Summary: IBM Db2 Warehouse includes a wide set of in-database SQL analytics that includes some basic machine learning functionality, plus in-database support for R and Python.
Kinetica Streaming Data Warehouse combines historical and streaming data analysis with location intelligence and AI in a single platform, all accessible via API and SQL. Kinetica is a very fast, distributed, columnar, memory-first, GPU-accelerated database with filtering, visualization, and aggregation functionality.

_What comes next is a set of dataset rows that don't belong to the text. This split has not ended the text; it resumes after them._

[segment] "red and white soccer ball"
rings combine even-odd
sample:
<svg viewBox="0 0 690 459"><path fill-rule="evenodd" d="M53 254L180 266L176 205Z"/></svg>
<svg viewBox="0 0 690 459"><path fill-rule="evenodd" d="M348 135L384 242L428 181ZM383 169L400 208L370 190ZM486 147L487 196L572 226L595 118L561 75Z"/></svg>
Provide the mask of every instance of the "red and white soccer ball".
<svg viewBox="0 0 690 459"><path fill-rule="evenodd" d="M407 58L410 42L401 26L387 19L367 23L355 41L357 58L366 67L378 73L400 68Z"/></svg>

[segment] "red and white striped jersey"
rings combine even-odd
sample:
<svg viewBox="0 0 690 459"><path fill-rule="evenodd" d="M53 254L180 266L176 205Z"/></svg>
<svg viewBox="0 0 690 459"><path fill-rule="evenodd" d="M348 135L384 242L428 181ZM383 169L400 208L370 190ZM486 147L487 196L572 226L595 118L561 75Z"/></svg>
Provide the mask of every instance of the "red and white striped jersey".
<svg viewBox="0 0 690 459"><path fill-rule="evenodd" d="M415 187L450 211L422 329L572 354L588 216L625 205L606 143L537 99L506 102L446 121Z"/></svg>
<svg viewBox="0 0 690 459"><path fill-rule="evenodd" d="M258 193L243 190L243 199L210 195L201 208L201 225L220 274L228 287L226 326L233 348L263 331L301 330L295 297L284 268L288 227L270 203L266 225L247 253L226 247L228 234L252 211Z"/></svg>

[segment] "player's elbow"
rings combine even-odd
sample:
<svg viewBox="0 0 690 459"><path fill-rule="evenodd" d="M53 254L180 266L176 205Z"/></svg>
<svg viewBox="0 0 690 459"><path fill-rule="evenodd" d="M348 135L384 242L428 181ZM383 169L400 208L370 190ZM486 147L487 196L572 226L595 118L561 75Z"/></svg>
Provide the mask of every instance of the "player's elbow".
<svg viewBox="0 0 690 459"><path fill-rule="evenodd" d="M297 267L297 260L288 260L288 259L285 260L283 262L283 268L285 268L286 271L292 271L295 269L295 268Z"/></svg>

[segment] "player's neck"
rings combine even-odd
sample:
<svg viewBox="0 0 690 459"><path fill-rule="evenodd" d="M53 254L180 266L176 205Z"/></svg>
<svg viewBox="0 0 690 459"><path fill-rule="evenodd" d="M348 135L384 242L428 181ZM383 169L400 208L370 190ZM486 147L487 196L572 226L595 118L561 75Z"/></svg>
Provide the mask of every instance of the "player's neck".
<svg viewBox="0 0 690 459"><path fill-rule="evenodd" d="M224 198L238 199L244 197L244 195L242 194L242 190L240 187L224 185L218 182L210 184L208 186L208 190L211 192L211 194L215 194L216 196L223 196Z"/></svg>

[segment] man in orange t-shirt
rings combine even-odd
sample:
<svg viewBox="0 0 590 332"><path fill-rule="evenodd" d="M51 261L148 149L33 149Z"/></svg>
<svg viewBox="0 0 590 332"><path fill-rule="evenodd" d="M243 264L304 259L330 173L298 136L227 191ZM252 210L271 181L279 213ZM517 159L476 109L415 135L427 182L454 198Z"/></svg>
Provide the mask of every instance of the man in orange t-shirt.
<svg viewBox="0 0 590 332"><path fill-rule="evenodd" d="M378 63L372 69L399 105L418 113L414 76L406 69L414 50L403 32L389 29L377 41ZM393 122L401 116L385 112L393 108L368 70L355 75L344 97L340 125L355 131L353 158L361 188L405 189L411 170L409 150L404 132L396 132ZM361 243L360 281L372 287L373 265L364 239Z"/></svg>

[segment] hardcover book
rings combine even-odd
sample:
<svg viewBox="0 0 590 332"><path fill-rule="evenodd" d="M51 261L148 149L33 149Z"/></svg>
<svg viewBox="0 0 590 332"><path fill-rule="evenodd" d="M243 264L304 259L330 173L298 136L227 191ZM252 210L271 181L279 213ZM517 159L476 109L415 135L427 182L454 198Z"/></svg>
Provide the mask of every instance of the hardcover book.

Kinetica integrates machine learning models and algorithms with your data for real-time predictive analytics at scale. It allows you to streamline your data pipelines and the lifecycle of your analytics, machine learning models, and data engineering, and calculate features with streaming. Kinetica provides a full lifecycle solution for machine learning accelerated by GPUs: managed Jupyter notebooks, model training via RAPIDS, and automated model deployment and inferencing in the Kinetica platform.

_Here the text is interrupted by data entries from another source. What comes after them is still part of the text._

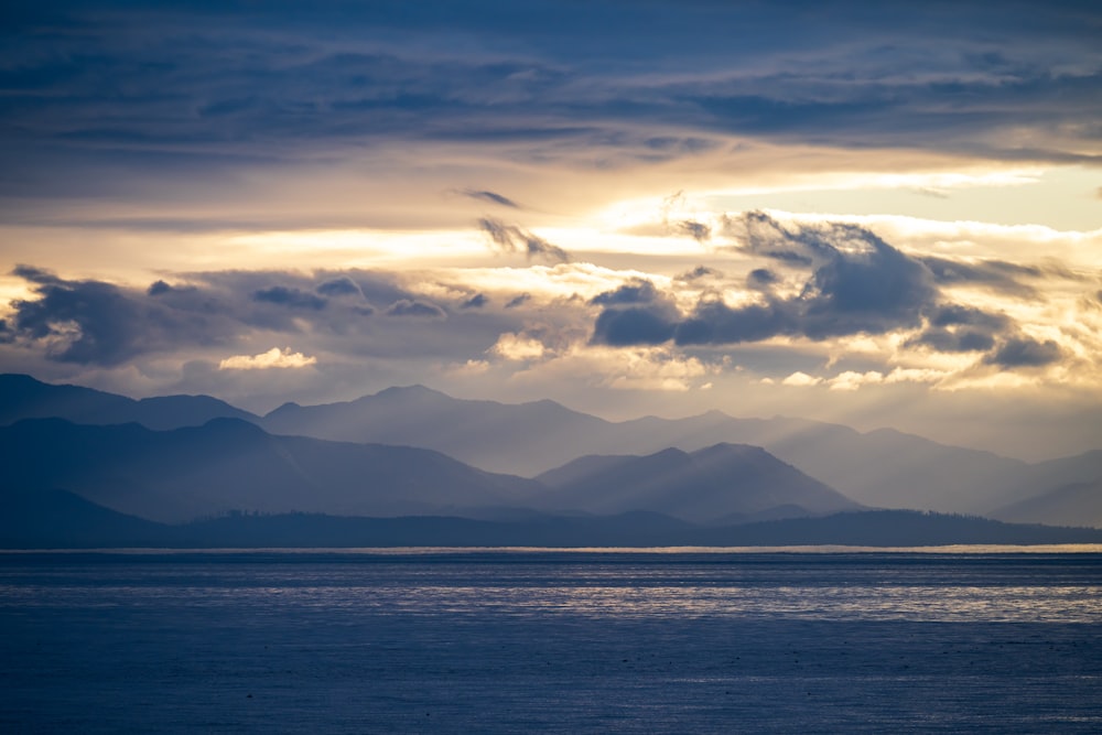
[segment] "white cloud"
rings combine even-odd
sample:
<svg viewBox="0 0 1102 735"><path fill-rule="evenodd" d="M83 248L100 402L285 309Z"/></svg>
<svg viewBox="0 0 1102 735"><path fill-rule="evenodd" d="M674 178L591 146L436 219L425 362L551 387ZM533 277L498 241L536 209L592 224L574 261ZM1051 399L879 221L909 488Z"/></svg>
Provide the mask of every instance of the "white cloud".
<svg viewBox="0 0 1102 735"><path fill-rule="evenodd" d="M317 358L292 353L290 347L272 347L259 355L234 355L218 363L219 370L267 370L268 368L302 368L317 363Z"/></svg>
<svg viewBox="0 0 1102 735"><path fill-rule="evenodd" d="M822 378L812 377L803 371L796 371L792 375L785 378L784 380L781 380L780 382L784 386L803 387L803 386L818 386L822 381L823 381Z"/></svg>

Summary: Kinetica provides a full in-database lifecycle solution for machine learning accelerated by GPUs, and can calculate features from streaming data.
Microsoft SQL Server
Microsoft SQL Server Machine Learning Services supports R, Python, Java, the PREDICT T-SQL command, and the rx_Predict stored procedure in the SQL Server RDBMS, and SparkML in SQL Server Big Data Clusters. In the R and Python languages, Microsoft includes several packages and libraries for machine learning. You can store your trained models in the database or externally. Azure SQL Managed Instance supports Machine Learning Services for Python and R as a preview.
Microsoft R has extensions that allow it to process data from disk as well as in memory. SQL Server provides an extension framework so that R, Python, and Java code can use SQL Server data and functions. SQL Server Big Data Clusters run SQL Server, Spark, and HDFS in Kubernetes. When SQL Server calls Python code, it can in turn invoke Azure Machine Learning, and save the resulting model in the database for use in predictions.
Summary: Current versions of SQL Server can train and infer machine learning models in multiple programming languages.
Oracle Cloud Infrastructure (OCI) Data Science is a managed and serverless platform for data science teams to build, train, and manage machine learning models using Oracle Cloud Infrastructure. It includes Python-centric tools, libraries, and packages developed by the open source community and the Oracle Accelerated Data Science (ADS) Library, which supports the end-to-end lifecycle of predictive models:
Data acquisition, profiling, preparation, and visualization
Model training (including Oracle AutoML)
Model evaluation, explanation, and interpretation (including Oracle MLX)
Model deployment to Oracle Functions
OCI Data Science integrates with the rest of the Oracle Cloud Infrastructure stack, including Functions, Data Flow, Autonomous Data Warehouse, and Object Storage.
Models currently supported include:
ADS also supports machine learning explainability (MLX).
Summary: Oracle Cloud Infrastructure can host data science resources integrated with its data warehouse, object store, and functions, allowing for a full model development lifecycle.
Vertica Analytics Platform is a scalable columnar storage data warehouse. It runs in two modes: Enterprise, which stores data locally in the file system of nodes that make up the database, and EON, which stores data communally for all compute nodes.
Vertica uses massively parallel processing to handle petabytes of data, and does its internal machine learning with data parallelism. It has eight built-in algorithms for data preparation, three regression algorithms, four classification algorithms, two clustering algorithms, several model management functions, and the ability to import TensorFlow and PMML models trained elsewhere. Once you have fit or imported a model, you can use it for prediction. Vertica also allows user-defined extensions programmed in C++, Java, Python, or R. You use SQL syntax for both training and inference.
Summary: Vertica has a nice set of machine learning algorithms built-in, and can import TensorFlow and PMML models. It can do prediction from imported models as well as its own models.
All eight of these databases support doing machine learning internally. The exact mechanism varies, and some are more capable than others. If you have so much data that you might otherwise have to fit models on a sampled subset, however, then any of these databases might help you to build models from the full dataset without incurring serious overhead for data export.